An example of a lost motion system and method used to obtain retarding and exhaust gas recirculation is provided by the Gobert, U.S. Pat. No. 5,146,890 (Sep. 15, 1992) for a Method And A Device For Engine Braking A Four Stroke Internal Combustion Engine, assigned to AB Volvo, and incorporated herein by reference. Gobert discloses a method of conducting exhaust gas recirculation by placing the cylinder in communication with the exhaust system during the first part of the compression stroke and optionally also during the latter part of the inlet stroke. Gobert uses a lost motion system to enable and disable retarding and exhaust gas recirculation, but such system is not variable within an engine cycle.
Previous lost motion systems or method, routinely have not enabled precise control of valve actuation to optimize valve movement for different engine operating conditions, while maintaining an acceptable limp home capability. Furthermore, the lost motion systems or methods of that are known do not teach or suggest the use of a high speed lost motion system capable of varying the amount of lost motion during a valve event such that the system independently controls valve opening and closing times, while maintaining an acceptable limp home capability. Such independent control may be realized by modifying a standard cam lobe initiated valve opening event with precise amounts of lost motion, which may range between a minimum and maximum amount at different times during the valve event. In addition, none of the prior art discloses, teaches or suggests any system or method for defaulting to a predetermined level of positive power valve actuation (which may or may not include some exhaust gas recirculation) should control of a lost motion system be lost.
Accordingly, there is a significant need for a system and method of controlling lost motion which: (i) optimizes engine operation under various engine operating conditions; (ii) provides precise control of lost motion; (iii) provides acceptable limp home capability; and (iv) provides for high speed variation of the length of a lost motion system.
Known systems for providing lost motion valve actuation have also tended to be nonintegrated devices which add considerable bulk to the valve train. As vehicle dimension have decreased, so have engine compartment sizes. Accordingly, there is a need for a less bulky lost motion system, and in particular for a system which is compact and has a relatively low profile.

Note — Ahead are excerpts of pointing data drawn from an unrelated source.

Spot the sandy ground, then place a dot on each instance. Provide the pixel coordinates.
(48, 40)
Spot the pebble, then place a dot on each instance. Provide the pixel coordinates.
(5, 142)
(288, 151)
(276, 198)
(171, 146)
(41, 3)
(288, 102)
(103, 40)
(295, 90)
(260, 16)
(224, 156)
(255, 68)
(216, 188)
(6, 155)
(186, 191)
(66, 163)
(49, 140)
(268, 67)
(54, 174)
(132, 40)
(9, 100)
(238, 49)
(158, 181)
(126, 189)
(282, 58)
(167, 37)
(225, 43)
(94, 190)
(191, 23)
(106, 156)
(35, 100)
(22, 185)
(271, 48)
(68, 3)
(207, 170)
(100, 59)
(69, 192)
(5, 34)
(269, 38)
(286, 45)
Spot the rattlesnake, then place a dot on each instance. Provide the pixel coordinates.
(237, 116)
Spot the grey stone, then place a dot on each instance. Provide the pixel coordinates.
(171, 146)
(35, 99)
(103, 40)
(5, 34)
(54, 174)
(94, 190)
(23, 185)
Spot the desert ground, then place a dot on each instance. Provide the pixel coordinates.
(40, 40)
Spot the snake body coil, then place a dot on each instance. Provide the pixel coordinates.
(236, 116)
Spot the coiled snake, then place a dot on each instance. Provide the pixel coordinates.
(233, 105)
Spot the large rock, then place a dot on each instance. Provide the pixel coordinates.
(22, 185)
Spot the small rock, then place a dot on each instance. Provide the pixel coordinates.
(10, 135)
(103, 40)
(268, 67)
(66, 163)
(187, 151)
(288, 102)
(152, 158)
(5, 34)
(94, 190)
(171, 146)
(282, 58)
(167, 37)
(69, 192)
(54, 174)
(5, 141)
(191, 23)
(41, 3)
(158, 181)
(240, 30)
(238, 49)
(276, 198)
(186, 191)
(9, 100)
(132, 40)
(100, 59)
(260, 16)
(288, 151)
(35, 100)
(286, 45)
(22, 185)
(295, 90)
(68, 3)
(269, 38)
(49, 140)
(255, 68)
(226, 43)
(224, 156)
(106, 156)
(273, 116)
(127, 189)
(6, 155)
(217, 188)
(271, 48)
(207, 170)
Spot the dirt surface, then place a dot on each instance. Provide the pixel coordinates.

Furthermore, there is a need for low profile lost motion systems capable of varying valve actuation responsive engine and ambient conditions. Variable actuation of intake and exhaust valves in an internal combustion engine may be useful for all of the aforementioned valve events (positive power and engine braking). When the engine is in positive power mode, variation of the opening and closing times of intake and exhaust valves may be used to modify valve opening and closing times in an attempt to optimize fuel efficiency, power, exhaust cleanliness, exhaust noise, etc., for particular engine and ambient conditions. During engine braking, variable valve actuation may enhance braking power and decrease engine stress and noise by modifying valve actuation as a function of engine and ambient conditions.